Il maggiore declino dell'Italia è ravvisabile nel mondo del lavoro e della politica. Anche qui, ci facciamo vanto di essere tra le maggiori economie mondiali (il G7), ma questo benessere dove sta? Politici che amministrano, male, per conto altrui. Imprenditori poco lungimiranti, che non investono in innovazione  e ricerca, puntando solo a profitti facili. Ne risente la produzione industriale (la fine del capitalismo italiano), soprattutto all'interno di una realtà fatta da tante aziende di piccole dimensioni impossibilitate a reggere la competizione estera e a stare sul mercato. Così, in media, abbiamo la classe di lavoratori (dipendenti) con l'età maggiore in Europa, che lavorano di più e sono fra i meno pagati (i salari sono fermi da trent'anni).
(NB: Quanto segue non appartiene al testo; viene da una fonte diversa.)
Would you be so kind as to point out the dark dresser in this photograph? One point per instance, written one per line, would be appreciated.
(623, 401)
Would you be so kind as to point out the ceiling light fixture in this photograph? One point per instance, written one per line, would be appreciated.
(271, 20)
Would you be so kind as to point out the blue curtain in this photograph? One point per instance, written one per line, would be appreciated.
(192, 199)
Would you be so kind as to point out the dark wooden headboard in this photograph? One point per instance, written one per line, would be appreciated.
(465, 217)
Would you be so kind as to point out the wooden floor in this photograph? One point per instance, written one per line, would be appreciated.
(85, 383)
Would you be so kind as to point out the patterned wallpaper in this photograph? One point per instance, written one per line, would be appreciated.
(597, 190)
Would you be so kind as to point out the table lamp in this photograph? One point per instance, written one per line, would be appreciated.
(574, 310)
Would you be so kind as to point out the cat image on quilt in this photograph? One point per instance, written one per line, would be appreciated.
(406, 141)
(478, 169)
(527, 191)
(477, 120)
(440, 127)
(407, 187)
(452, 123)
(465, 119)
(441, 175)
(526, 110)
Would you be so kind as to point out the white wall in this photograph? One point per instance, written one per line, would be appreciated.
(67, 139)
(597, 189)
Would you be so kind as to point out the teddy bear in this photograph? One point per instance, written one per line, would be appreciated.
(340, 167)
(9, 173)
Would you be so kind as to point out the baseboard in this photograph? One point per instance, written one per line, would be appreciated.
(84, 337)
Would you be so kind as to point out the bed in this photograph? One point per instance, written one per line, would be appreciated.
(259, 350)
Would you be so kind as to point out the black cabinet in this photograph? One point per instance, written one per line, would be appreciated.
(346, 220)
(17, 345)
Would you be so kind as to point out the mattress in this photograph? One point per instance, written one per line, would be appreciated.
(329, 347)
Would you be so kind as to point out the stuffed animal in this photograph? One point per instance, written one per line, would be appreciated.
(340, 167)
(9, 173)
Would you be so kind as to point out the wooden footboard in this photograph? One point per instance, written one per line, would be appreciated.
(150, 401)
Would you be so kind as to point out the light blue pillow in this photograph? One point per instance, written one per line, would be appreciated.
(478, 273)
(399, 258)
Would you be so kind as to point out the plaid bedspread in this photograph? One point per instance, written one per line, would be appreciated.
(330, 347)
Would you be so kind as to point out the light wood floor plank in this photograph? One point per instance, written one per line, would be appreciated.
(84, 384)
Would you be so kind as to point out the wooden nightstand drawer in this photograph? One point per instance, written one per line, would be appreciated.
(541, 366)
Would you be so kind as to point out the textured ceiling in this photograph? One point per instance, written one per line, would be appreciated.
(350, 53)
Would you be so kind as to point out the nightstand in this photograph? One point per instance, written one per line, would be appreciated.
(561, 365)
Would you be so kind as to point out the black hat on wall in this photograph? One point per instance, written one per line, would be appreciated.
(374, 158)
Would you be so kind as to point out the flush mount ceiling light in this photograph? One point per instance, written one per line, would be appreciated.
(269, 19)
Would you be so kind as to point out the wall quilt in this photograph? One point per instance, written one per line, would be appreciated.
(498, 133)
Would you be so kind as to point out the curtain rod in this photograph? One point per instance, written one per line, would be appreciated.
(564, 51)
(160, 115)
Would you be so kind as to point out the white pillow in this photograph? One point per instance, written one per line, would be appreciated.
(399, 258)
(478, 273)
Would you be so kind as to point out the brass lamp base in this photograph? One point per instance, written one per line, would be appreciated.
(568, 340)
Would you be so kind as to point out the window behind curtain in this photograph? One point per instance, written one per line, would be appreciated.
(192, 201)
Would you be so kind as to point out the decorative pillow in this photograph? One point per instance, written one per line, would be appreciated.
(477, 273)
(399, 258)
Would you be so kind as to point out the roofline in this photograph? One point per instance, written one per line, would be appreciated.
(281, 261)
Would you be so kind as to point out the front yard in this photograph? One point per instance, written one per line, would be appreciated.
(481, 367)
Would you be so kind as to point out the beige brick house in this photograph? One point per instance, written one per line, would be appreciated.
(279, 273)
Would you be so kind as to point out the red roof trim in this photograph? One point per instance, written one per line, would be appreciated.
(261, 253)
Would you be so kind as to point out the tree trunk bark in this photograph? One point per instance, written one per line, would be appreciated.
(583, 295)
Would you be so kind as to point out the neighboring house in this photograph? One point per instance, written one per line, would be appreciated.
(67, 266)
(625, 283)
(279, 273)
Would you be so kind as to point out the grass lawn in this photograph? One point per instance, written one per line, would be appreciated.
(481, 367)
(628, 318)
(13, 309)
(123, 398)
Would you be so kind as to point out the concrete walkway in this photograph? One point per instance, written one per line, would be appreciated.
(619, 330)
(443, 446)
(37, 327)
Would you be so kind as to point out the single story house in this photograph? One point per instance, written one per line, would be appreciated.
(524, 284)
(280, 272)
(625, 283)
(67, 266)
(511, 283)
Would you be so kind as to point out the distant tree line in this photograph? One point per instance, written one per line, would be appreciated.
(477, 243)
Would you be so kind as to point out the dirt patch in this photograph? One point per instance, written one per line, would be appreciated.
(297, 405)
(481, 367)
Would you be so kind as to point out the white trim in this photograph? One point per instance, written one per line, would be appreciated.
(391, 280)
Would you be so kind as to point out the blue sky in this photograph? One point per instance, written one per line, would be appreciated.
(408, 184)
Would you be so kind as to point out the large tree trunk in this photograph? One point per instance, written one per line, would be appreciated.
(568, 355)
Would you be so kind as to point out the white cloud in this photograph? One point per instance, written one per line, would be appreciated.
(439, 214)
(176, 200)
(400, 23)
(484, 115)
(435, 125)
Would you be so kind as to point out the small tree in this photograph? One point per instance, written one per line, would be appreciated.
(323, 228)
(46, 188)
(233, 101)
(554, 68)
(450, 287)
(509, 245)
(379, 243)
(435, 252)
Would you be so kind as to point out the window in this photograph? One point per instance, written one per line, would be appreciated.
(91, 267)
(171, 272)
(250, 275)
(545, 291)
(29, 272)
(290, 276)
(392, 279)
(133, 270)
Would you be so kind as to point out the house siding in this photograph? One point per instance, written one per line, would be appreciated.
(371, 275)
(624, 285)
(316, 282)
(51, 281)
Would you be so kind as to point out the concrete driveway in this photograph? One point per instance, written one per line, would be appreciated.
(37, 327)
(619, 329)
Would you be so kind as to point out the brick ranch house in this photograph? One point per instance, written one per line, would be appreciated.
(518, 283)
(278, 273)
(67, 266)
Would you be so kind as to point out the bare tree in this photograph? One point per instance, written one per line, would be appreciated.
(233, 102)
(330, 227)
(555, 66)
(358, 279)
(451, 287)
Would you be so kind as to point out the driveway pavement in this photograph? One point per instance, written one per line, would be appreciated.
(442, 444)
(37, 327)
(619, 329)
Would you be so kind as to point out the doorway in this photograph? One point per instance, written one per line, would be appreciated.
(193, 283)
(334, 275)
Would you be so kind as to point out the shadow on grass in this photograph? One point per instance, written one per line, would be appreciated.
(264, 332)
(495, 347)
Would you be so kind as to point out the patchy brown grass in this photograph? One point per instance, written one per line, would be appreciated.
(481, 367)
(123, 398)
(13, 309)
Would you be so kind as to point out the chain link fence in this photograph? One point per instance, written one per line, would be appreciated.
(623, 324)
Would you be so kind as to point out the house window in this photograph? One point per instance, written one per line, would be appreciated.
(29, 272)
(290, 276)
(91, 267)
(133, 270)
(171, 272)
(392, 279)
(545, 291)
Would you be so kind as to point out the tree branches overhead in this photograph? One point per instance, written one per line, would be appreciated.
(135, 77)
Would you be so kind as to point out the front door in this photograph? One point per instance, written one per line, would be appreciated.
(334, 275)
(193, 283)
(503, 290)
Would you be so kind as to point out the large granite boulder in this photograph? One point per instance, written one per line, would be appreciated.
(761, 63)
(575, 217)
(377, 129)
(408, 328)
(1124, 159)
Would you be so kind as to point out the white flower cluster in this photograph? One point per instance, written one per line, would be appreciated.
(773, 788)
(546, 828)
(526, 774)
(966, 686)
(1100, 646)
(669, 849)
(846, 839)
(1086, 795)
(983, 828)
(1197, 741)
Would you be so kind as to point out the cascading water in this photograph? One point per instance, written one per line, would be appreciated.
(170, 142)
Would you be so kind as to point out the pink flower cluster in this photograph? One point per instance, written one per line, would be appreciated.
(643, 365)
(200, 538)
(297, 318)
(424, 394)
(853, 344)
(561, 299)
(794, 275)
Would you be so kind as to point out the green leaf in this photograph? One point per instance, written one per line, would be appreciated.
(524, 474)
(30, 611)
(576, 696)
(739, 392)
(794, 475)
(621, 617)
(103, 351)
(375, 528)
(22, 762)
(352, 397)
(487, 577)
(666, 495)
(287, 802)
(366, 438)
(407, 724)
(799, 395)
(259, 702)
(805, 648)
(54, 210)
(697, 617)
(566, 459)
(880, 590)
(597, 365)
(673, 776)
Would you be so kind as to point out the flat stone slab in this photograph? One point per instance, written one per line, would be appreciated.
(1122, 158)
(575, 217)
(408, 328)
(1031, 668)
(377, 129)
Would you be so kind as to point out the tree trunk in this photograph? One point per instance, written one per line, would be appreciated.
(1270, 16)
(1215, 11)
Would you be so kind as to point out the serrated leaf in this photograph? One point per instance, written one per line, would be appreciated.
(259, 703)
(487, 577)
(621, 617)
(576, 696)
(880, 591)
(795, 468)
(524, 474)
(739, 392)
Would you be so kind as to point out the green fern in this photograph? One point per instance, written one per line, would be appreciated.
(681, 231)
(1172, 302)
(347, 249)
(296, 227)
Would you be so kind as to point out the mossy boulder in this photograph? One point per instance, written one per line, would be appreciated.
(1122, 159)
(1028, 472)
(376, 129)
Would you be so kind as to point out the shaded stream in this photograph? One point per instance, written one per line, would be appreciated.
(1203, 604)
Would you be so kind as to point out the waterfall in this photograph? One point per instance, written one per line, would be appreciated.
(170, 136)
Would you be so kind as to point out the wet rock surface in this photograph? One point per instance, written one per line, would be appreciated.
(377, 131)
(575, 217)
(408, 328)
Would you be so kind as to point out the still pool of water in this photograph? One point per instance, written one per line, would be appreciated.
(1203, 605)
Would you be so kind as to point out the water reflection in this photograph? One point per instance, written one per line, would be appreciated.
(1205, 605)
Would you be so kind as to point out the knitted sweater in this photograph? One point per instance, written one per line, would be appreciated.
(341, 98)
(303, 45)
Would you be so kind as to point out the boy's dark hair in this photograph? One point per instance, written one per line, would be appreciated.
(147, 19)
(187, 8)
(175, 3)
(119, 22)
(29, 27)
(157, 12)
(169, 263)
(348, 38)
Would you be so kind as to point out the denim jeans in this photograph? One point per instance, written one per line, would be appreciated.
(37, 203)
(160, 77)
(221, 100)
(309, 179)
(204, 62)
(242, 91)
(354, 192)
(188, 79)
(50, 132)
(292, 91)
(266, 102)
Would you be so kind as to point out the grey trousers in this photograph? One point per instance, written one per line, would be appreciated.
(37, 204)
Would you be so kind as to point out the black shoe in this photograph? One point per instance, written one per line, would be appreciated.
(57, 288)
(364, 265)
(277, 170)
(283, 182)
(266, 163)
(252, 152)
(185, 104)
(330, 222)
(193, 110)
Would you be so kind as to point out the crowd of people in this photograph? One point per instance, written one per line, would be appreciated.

Al lavoro ci si arriva con i soliti metodi. La raccomandazione, la sponsorizzazione dell'amico e, alla fine, quando la gestione viene affidata ad incompetenti i risultati non possono che essere mediocri.

Lo star system è quel settore dove l'illusione di fare una vita appagante e diversa dalla triste realtà dei comuni mortali trova concretezza. Il mondo dello spettacolo è pieno di donne che, grazie ad amicizie influenti o a rapporti interpersonali ambigui fanno carriera. Il conduttore che sposa la ballerina o la velina e poi se la porta nei programmi. Le tante donne di Berlusconi inserite nelle tv e in Parlamento.

L'igienista dentale che diventa consigliera; le partecipanti ai concorsi di bellezza che si innamorano di attempati signori che possono essere i loro nonni. Le nuove arriviste sono le influencer. Altro che emancipazione femminile, merito, o pari opportunità. E facile incorrere nelle tv, in rete, e sui giornali di gossip in donne di qualsiasi età rifatte e che per far parlare di se (gli amori, i tradimenti, il lusso) hanno la necessità di apparire svestite. Dove è finita la dignità? Ci si svende per un posto visibile dalle masse di spettatori guardoni, che conoscono ogni minimo pettegolezzo sui vip. Così, all'interno di un Paese dove il titolo di studio, le capacità e competenze non vengono apprezzate, le migliori menti sono costrette a lavori precari e allo sfruttamento. Lauree e conoscenze linguistiche barattate per lavori schiavistici e salari da fame: dal telemarketing alle babysitter e alle commesse, dai riders ai venditori porta a porta. Gli esempi si sprecano. E' ovvio che vedere giovani prosperose legarsi sentimentalmente a vegliardi signori desta qualche dubbio.

Nel giornalismo, nelle università, nelle realtà aziendali e nella politica, è facile incorrere negli stessi cognomi. L'amore sarà cieco ma il potere, inteso come fama  e soldi, è qualcosa di ancor più desiderabile. Avviene in Italia (Marini-Cecchi Gori; Gregoracci-Briatore; Fagnani-Mentana e tante altre coppie famose) come altrove (a partire da Jackie Kennedy fino alle reletivamente recenti unioni di Sarkozy-Carla Bruni e Trump-Melania). L'ultimo caso che fa discutere è quello della giornalista trentenne Claudia Conte, che ha una relazione con il ministro ultrasessantenne Piantedosi. Non fa scandalo la differenza di età o il fatto che sia una relazione extraconiugale (dopo i turbamenti dell'ex ministro Sangiuliano con la Boccia) e nemmeno che i difensori della famiglia tradizionale si concedino scappatelle. Quello che infastidisce è sfruttare personaggi di potere per arrivare ad ottenere incarichi, consulenze ed altro, che vengono preclusi a chi possiede i requisiti. Il mestiere più antico del mondo viene di fatto legalizzato.